Despite few drawbacks, autocatalytic nickel plating is evolving as an increasingly popular plating choice due to its superior properties, consistency and reliability. The coatings can be further tailor designed with the composition and structure, to offer smart and adaptive solutions for a wide range of applications. Surface morphology of typical Ni-P is shown in Figure 1.

Sharma and Bhojaraj [4] described a process based on immersion zinc/ electroless nickel on titanium alloy Ti6Al4V:

1. Solvent degreasing in methyl ethyl ketone for 5–10 minutes.
2. Descaling in a solution containing 500 g/L sodium hydroxide and 100 g/L copper sulphate, 1–2 g/L at 90 ºC for 15–20 minutes followed by water rinsing.
3. Acid pickling in a solution of 275 ml/L of 70 % nitric acid and 225 ml/L of 40 % hydrofluoric acid for 20–30 seconds.
4. Immersion zincating in a solution containing sodium dichromate: 100 g/L, hydrofluoric acid (40 %): 65 ml/L, zinc sulphate: 12 g/L, operating at pH: 2.0 ± 0.2; 90–95 °C, for 3–4 minutes. Water rinsing.
5. Stripping the first zincating layer as obtained in the previous step by immersion in acid pickling solution as formulated in step 3 for 45–60 seconds. Water rinse.
6. Re-zincating as in step 4 for 5–6 minutes. Water rinse.
7. Electroless nickel plating in nickel sulphate: 30 g/L, sodium hypophosphite: 10 g/L, sodium citrate: 12.5 g/L, sodium acetate: 5.0 g/L and thiourea: 1 mg/L; operating at pH: 4.5–5.0, 90–98 °C for 75–90 minutes (coating thickness 35 ± 5 µm). Continuous job agitation and solution filtration was carried out throughout the plating process.
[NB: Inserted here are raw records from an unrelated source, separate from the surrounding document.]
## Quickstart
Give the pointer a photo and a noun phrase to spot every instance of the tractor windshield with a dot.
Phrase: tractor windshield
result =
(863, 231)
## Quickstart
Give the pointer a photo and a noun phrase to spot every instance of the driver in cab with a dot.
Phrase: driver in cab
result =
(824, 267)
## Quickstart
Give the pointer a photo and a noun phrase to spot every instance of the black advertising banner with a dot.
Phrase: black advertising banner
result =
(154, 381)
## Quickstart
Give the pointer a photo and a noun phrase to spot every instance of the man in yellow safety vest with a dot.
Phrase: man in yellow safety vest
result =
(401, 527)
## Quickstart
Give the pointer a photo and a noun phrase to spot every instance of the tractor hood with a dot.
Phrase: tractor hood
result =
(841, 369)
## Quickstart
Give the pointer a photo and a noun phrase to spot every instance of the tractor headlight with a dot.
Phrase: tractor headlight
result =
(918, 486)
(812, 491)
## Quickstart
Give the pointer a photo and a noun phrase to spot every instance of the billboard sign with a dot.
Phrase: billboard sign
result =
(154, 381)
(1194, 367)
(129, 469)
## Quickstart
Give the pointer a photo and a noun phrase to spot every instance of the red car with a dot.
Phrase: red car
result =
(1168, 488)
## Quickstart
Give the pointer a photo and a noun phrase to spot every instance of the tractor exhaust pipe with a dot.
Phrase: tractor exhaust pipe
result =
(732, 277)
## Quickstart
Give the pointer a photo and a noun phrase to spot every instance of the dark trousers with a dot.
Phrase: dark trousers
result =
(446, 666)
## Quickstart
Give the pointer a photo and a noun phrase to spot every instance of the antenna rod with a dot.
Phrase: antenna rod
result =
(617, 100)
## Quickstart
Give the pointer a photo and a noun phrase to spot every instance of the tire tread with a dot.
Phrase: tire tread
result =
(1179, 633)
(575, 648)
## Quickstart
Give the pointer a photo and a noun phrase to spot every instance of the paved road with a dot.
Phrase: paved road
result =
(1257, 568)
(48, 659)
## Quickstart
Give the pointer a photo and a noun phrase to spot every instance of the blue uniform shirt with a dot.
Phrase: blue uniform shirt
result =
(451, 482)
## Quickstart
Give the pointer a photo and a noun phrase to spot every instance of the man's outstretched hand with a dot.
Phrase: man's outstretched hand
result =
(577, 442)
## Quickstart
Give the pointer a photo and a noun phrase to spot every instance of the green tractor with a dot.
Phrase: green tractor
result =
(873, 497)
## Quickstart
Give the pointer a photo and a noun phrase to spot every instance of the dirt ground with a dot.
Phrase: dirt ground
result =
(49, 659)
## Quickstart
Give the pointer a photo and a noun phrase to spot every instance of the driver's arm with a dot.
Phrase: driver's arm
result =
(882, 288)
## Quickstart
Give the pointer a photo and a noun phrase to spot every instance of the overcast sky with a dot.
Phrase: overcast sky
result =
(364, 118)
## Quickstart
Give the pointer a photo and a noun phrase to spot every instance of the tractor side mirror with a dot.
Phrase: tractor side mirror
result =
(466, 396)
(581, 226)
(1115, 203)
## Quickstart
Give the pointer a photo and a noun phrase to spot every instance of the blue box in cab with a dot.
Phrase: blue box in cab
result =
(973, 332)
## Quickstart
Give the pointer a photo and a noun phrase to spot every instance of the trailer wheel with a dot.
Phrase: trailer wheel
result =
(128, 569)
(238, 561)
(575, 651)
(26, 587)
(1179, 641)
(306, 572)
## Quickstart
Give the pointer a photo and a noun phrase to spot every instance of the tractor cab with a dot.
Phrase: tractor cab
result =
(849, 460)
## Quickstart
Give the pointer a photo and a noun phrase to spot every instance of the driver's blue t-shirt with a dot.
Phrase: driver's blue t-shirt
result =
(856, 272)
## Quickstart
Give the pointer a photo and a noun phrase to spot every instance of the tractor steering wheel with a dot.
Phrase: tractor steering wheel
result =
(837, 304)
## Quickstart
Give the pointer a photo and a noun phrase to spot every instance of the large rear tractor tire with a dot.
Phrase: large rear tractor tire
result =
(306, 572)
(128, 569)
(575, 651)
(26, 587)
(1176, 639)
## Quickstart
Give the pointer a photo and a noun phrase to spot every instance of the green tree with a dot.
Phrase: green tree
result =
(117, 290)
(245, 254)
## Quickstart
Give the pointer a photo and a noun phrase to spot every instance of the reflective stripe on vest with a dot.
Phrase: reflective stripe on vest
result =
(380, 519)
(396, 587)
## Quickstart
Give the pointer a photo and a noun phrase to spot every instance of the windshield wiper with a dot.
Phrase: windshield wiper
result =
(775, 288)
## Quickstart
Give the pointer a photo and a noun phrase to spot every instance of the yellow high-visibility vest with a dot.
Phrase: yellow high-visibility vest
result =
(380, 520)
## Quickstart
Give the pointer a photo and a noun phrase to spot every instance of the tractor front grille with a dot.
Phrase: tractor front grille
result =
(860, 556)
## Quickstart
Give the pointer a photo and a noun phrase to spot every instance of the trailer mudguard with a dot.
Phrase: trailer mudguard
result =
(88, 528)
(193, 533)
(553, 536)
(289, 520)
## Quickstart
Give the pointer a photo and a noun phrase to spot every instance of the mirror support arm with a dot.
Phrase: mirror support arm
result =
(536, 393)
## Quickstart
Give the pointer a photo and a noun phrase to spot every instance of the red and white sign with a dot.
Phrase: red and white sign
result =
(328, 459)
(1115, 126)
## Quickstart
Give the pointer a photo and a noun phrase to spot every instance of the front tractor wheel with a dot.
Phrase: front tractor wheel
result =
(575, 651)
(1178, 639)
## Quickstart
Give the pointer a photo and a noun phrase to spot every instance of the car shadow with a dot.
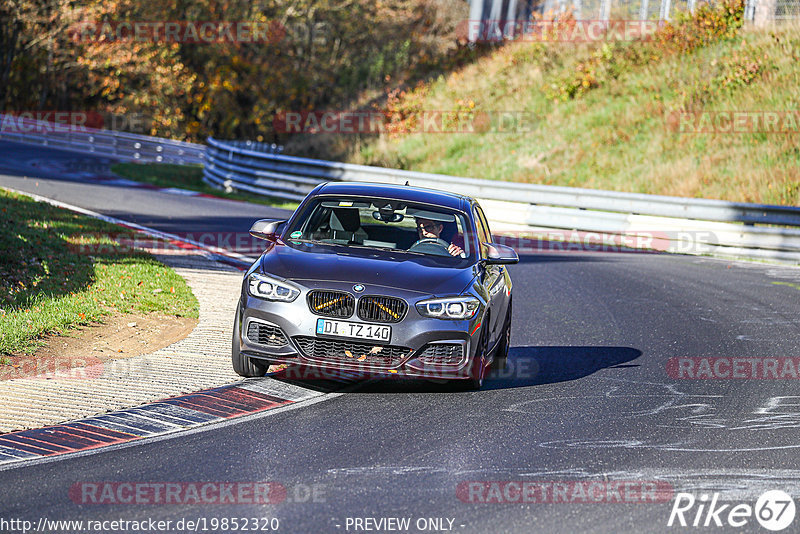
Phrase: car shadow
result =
(524, 367)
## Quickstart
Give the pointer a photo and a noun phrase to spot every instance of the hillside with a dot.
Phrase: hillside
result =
(604, 114)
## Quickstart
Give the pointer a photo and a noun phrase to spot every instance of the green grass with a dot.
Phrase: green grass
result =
(189, 177)
(60, 270)
(616, 136)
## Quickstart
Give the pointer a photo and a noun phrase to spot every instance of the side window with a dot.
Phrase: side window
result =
(483, 230)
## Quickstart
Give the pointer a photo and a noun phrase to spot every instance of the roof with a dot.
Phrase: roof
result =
(400, 192)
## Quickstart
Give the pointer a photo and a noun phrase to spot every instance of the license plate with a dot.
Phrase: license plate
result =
(372, 332)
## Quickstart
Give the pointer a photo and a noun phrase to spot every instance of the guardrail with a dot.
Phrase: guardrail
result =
(699, 226)
(120, 145)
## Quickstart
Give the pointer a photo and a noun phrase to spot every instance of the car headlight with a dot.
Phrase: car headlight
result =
(449, 308)
(264, 287)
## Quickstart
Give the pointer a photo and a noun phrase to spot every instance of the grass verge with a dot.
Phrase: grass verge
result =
(60, 270)
(189, 177)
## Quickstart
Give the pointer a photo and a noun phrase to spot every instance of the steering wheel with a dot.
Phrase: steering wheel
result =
(430, 245)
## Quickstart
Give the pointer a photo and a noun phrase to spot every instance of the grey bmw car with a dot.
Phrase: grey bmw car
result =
(383, 279)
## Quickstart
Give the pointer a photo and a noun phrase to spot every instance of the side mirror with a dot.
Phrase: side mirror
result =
(501, 254)
(266, 229)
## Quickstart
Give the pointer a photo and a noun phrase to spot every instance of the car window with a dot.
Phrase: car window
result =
(383, 224)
Water rinse
8. Heat treatment at 150 ºC for 1 hour.

Gold plating

Gold plating is an extremely important process for engineering applications due to its extreme stability and other unique features that ensures high reliability in adverse environmental conditions. Following are some of the important industrial applications of gold plating.

• To improve the aesthetics and durability due to its outstanding resistance to atmospheric corrosion.
• To increase electrical conductivity: Gold is highly conductive to electricity, only silver and copper are more conductive per volume, but gold has the advantage of anti-tarnishing.
• To enhance the radiation characteristics: Gold is a good reflector of electromagnetic radiation such as infrared and visible light, as well as radio waves. Gold plating is used as protective coatings on many artificial satellites.
• As a solid film lubricant to reduce friction. Because gold has low shear strength, it does not pose a serious threat of cold welding, even in high vacuum conditions [5].
• Protection from atomic oxygen impacts: Gold is one of the most degradation resistant materials with the erosion rate as low as 0.2 ± 0.1 Å per day [6–8].
• As excellent heat radiation surface: Gold plating is used to minimise the radiant heat transfer (radiative coupling) due to inherent very low infrared emissivity (0.02) [9, 10].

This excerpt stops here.